DOSYA

Kürt Aleviliği: Kurdistan’da hoşgörü ve direnişin inancı

Kürtlerin tarih boyunca yaşadığı coğrafyada yayılan ve varlığını sürdüren Kürt Aleviliği, Kürtlerin yaşadığı coğrafyada önemli bir inanç ve kültürel etki yaratmıştır.

ALEVİLİK

Hoşgörü, adalet, eşitlik sevgi ve toplumsal dayanışma gibi evrensel insani değerlerini önceleyen Kürt Alevilik inancı, tarihsel süreçlerde egemen iktidarların tekçi anlayışlarına karşı geldiği ve kontrolüne girmediği için hedef olmuştur. Kurdistan coğrafyasında asırlardır kendini var eden Kürt Aleviliği (Reya Heq) inancı, Kurdistanı işgal eden hiçbir devletin egemenliğini kabul etmemiş ve bunlara itiraz eden bir tutum içerisinde gelişimini sürdürmüştür.

Özelikle Orta Çağ’da devletler, dinleri referans alarak ve onların siyasi ve sosyolojik etkilerinde kalarak, varlıklarını sürdürmüşlerdir.

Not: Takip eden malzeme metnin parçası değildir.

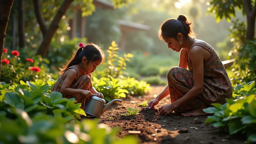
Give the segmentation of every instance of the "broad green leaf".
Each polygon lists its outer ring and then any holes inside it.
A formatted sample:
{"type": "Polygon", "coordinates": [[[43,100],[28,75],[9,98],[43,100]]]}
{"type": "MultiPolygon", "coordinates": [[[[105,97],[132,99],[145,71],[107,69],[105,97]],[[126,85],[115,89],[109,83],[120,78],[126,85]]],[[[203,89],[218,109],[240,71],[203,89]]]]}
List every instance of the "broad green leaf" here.
{"type": "Polygon", "coordinates": [[[256,118],[250,115],[246,115],[241,119],[241,121],[243,125],[256,123],[256,118]]]}
{"type": "Polygon", "coordinates": [[[35,90],[38,89],[38,88],[35,85],[29,81],[27,81],[27,83],[29,86],[30,87],[32,90],[35,90]]]}
{"type": "Polygon", "coordinates": [[[125,95],[125,94],[123,93],[122,93],[119,94],[118,94],[118,95],[120,97],[126,97],[126,95],[125,95]]]}
{"type": "Polygon", "coordinates": [[[24,104],[16,94],[14,92],[6,93],[5,94],[5,99],[4,101],[6,103],[13,107],[24,109],[24,104]]]}
{"type": "Polygon", "coordinates": [[[209,107],[207,109],[205,109],[203,110],[203,111],[206,113],[214,113],[219,111],[218,110],[216,107],[209,107]]]}
{"type": "Polygon", "coordinates": [[[243,106],[243,103],[237,103],[234,104],[230,105],[229,106],[229,110],[233,113],[237,112],[237,111],[241,109],[243,106]]]}
{"type": "Polygon", "coordinates": [[[250,140],[252,142],[256,142],[256,134],[252,134],[248,137],[247,140],[250,140]]]}
{"type": "Polygon", "coordinates": [[[61,104],[57,104],[56,105],[57,106],[58,106],[58,108],[62,109],[64,109],[65,108],[65,107],[63,105],[61,104]]]}
{"type": "Polygon", "coordinates": [[[229,98],[226,98],[225,99],[227,103],[229,103],[230,105],[233,104],[235,103],[235,101],[233,101],[232,99],[230,99],[229,98]]]}
{"type": "Polygon", "coordinates": [[[255,81],[253,81],[252,82],[249,82],[248,85],[249,86],[250,90],[252,90],[252,89],[254,88],[254,86],[255,86],[255,81]]]}
{"type": "Polygon", "coordinates": [[[3,88],[2,88],[3,89],[5,89],[6,88],[7,88],[9,86],[11,85],[11,83],[9,83],[7,84],[5,84],[3,86],[3,88]]]}
{"type": "Polygon", "coordinates": [[[211,104],[211,105],[213,105],[215,106],[216,108],[218,109],[219,110],[221,110],[221,106],[222,105],[222,104],[218,103],[213,103],[211,104]]]}
{"type": "Polygon", "coordinates": [[[243,87],[240,89],[240,90],[245,90],[246,91],[249,91],[250,89],[251,89],[250,88],[250,86],[249,86],[249,85],[246,84],[243,86],[243,87]]]}
{"type": "Polygon", "coordinates": [[[1,82],[0,82],[0,84],[1,84],[2,86],[3,86],[5,85],[6,85],[6,83],[3,81],[2,81],[1,82]]]}
{"type": "Polygon", "coordinates": [[[224,111],[225,110],[226,110],[227,108],[227,103],[225,103],[225,104],[222,105],[221,106],[221,107],[220,108],[221,110],[224,111]]]}
{"type": "Polygon", "coordinates": [[[232,135],[236,134],[241,130],[245,128],[246,126],[243,126],[240,120],[236,119],[230,121],[229,126],[229,134],[232,135]]]}
{"type": "Polygon", "coordinates": [[[39,88],[43,84],[43,81],[41,80],[38,80],[35,82],[35,85],[38,88],[39,88]]]}
{"type": "Polygon", "coordinates": [[[86,114],[85,113],[85,111],[82,109],[79,109],[78,110],[75,110],[74,111],[74,112],[79,114],[82,114],[86,116],[86,114]]]}
{"type": "Polygon", "coordinates": [[[45,85],[40,87],[39,90],[42,91],[46,91],[48,90],[50,87],[51,86],[48,85],[45,85]]]}
{"type": "Polygon", "coordinates": [[[26,83],[25,83],[25,82],[23,81],[22,80],[21,80],[21,81],[19,81],[19,83],[21,83],[21,85],[26,85],[26,83]]]}
{"type": "Polygon", "coordinates": [[[55,99],[62,98],[62,94],[61,93],[52,91],[50,94],[50,96],[51,98],[53,101],[54,101],[55,99]]]}
{"type": "Polygon", "coordinates": [[[222,126],[225,126],[225,125],[220,122],[218,122],[214,123],[212,126],[214,127],[219,127],[222,126]]]}
{"type": "Polygon", "coordinates": [[[17,87],[14,88],[14,91],[15,92],[17,92],[19,91],[19,89],[26,89],[27,86],[24,85],[19,85],[17,86],[17,87]]]}
{"type": "MultiPolygon", "coordinates": [[[[250,104],[255,98],[255,95],[250,95],[247,98],[247,102],[248,103],[250,104]]],[[[254,100],[255,101],[256,100],[254,100]]]]}
{"type": "Polygon", "coordinates": [[[0,102],[3,102],[5,98],[5,95],[6,93],[11,93],[11,91],[9,90],[1,90],[1,95],[0,95],[0,102]]]}
{"type": "Polygon", "coordinates": [[[249,112],[252,116],[256,118],[256,100],[253,101],[249,104],[249,112]]]}
{"type": "Polygon", "coordinates": [[[63,102],[66,102],[68,99],[66,98],[60,98],[55,99],[53,101],[53,103],[55,104],[61,104],[63,102]]]}

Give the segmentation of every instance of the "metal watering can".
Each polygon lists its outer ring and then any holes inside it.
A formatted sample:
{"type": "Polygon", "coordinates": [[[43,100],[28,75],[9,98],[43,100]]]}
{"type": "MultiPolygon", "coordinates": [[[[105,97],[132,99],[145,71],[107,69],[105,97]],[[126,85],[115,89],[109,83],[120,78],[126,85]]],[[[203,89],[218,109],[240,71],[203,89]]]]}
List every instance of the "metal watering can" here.
{"type": "Polygon", "coordinates": [[[93,115],[100,118],[101,115],[109,107],[115,102],[122,102],[122,99],[114,99],[105,104],[105,99],[98,97],[97,95],[92,94],[93,96],[89,98],[87,104],[85,104],[86,98],[83,100],[85,105],[85,112],[89,115],[93,115]]]}

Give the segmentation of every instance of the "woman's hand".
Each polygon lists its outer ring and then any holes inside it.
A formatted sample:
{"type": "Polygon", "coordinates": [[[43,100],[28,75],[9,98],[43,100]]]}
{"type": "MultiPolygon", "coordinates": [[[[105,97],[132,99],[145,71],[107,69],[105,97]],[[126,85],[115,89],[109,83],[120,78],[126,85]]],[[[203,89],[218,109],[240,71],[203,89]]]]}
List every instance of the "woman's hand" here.
{"type": "Polygon", "coordinates": [[[160,114],[167,115],[173,112],[177,107],[173,104],[165,105],[159,108],[158,111],[160,114]]]}
{"type": "Polygon", "coordinates": [[[101,98],[104,98],[104,96],[103,95],[103,94],[102,94],[101,93],[97,93],[97,95],[98,95],[98,97],[100,97],[101,98]]]}
{"type": "Polygon", "coordinates": [[[86,98],[89,98],[91,96],[91,93],[89,90],[83,90],[81,93],[82,94],[85,96],[86,98]]]}
{"type": "Polygon", "coordinates": [[[149,109],[151,109],[151,108],[153,107],[153,106],[158,104],[158,103],[159,103],[159,101],[158,100],[158,99],[156,98],[155,98],[154,99],[149,102],[147,104],[147,107],[149,109]]]}

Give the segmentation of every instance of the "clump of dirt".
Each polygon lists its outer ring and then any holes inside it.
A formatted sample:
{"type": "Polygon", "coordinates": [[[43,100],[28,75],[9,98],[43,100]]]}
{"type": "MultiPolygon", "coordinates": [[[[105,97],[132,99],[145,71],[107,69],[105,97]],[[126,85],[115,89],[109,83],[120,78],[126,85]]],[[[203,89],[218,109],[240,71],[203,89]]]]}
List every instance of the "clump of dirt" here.
{"type": "Polygon", "coordinates": [[[151,122],[155,122],[159,117],[160,113],[157,110],[143,108],[139,112],[140,114],[144,115],[145,121],[151,122]]]}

Aynı süreçlerde yaygınlaşan ve giderek büyük bir etki alanına sahip olan Alevilik ise sistematik baskılar altında varlığını sürdürmüştür.

Alevilik, tarihsel süreçte Ön Asya, Mezopotamya, Anadolu ve Ortadoğu bölgelerinde Kürtlerin, Türkmenlerin ve Arapların arasında baskın din anlayışından daha farklı ve özgün bir inanç olarak gelişmiştir.  Alevilik inanç anlayışı baskın inanç referansı ile oluşan egemen devlet anlayışlarını benimsememiş ve ona karşı bir tavır olarak da varlığını sürdürmüş. Tarihsel süreçlerde egemen iktidarların tekçi anlayışlarına karşı geldiği ve kontrolüne girmediği için hedef haline getirilmiştir. Özelikle Kurdistan coğrafyasında asırlardır kendini var eden Kürt Aleviliği (Reya Heq) inancı, Kurdista’nı işgal eden hiçbir devletin egemenliğini kabul etmemiş ve bunlara itiraz eden bir tutum içerisinde olmuştur. İnsanı, doğayı, kadını ve hayvanları yani tüm canlıları esas alan Alevilik inanç sistemi, hoşgörü, adalet ve eşitlik gibi evrensel değerlere önem vererek, toplumda birlik ve dayanışma ruhunu esas alıyor. Bu yönleri ile öne çıkan Kürt Aleviliği baskıcı ve tekçi tüm anlayışların ve iktidarların hedefi olmuştur. Tekçi ve baskıcı iktidar anlayışları, Kürt Aleviliğini bastırmaya ve yok etmeye yönelik çok yönlü saldırılar ve katliamlar gerçekleştirmiştir. Özelikle Kurdistan’da hakimiyet kuran Selçuklu ve Osmanlı İmparatorlukları Kürt Aleviliğini kendi iktidarlarına karşı bir tehlike olarak değerlendirmiş, baskın Suni İslam Kültürü politikaları ile asimilasyon süreçlerine tabii tutmuş. Buna direnen Kürt Aleviliğine karşı tarihsel olarak yok etme ve katliam politikaları etkin bir şekilde devreye konulmuştur.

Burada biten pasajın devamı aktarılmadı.